I want to like the phone I'm driving, an Alcatel One Touch Idol 3 (5.5)... And I almost do. I like the hardware very much. Strong SoC, nice screen, excellent sound, decent camera (although I haven't had time to push it toward any limits). Adoptable storage is a plus since I'm using a quality SD card and the Bus speed is very good.
But the software is letting me down.
- android.hardware.camera2 was never properly implemented so I'm cut out from taking DNG captures
- SensorCore was never properly implemented so I don't have a step counter
- I don't seem to be getting Security updates (stuck on July 1, 2016 security patch level) and don't know if that is the OEM or the carrier intruding and it really shouldn't matter which it is, I need the peace of mind given the notoriously bad level of security (and no, I'm not talking about the leaks that come from sideloading unverified apps - read the tech news; I'm talking about how eminently hackable the system is by design philosophy)

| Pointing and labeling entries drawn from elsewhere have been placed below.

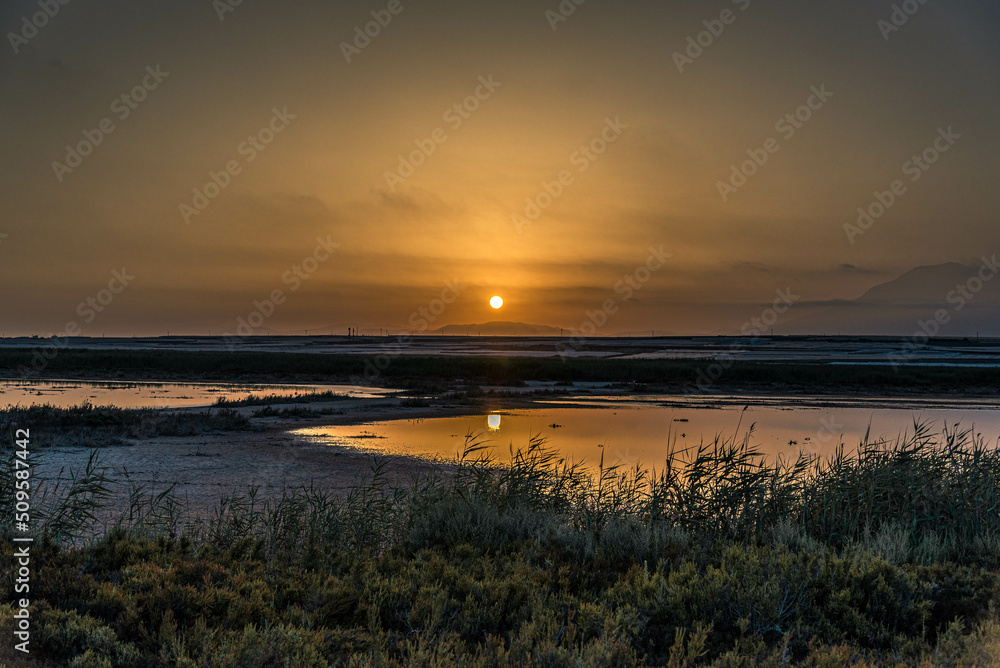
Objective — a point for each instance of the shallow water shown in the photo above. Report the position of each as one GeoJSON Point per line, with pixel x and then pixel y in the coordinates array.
{"type": "Point", "coordinates": [629, 431]}
{"type": "Point", "coordinates": [65, 394]}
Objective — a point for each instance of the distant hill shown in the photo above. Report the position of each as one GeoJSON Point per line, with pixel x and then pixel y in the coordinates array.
{"type": "Point", "coordinates": [923, 285]}
{"type": "Point", "coordinates": [497, 329]}
{"type": "Point", "coordinates": [897, 307]}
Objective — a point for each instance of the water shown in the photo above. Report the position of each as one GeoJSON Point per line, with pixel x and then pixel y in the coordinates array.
{"type": "Point", "coordinates": [65, 394]}
{"type": "Point", "coordinates": [630, 430]}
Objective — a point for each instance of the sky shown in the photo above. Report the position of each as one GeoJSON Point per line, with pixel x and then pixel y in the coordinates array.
{"type": "Point", "coordinates": [577, 160]}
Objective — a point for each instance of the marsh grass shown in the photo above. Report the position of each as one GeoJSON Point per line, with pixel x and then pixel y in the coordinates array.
{"type": "Point", "coordinates": [277, 399]}
{"type": "Point", "coordinates": [108, 425]}
{"type": "Point", "coordinates": [723, 557]}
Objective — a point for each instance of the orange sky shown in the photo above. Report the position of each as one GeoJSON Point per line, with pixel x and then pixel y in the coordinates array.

- The labyrinthian device navigation is ridiculous
- Notifications require so much tweaking and you still only get almost what you want, not exactly what you want
- The wild west rodeo of app behaviors make it difficult to have a smooth and consistent UX
- The overbearing Google insistence that any app they have automatically makes any other service that does the same thing (often in better ways) a second class citizen that can't function as fully
- The obsessive compulsory inclusion of Google's intrusiveness: I don't really even want a Google account, but I must have one and I am loath to include other accounts on the device and use them fully since I don't trust the segregation - anything I put on there will be examined, analyzed and packaged as market research (some will say you can control this in large measure, but the methods to do so are tedious and exhausting)
Sure there are Apps, Apps and more Apps. So what? I don't give a flying monkey **** for 99.9999999999% of the sesquimillion wastes of coding that float around in the soup bowl and keep you from finding the tasty bits. Having so many apps ceases to become a valid positive when any good ones are buried under so much unusable dross and you spend orders of magnitude more time than a task takes to find the tool to accomplish it.
I have a feeling I'll be back on my Lumia 650 in a matter of days. It's not that I don't know how to setup and alter the device, it's that in the long run the results are never what I want, only what I have to settle for.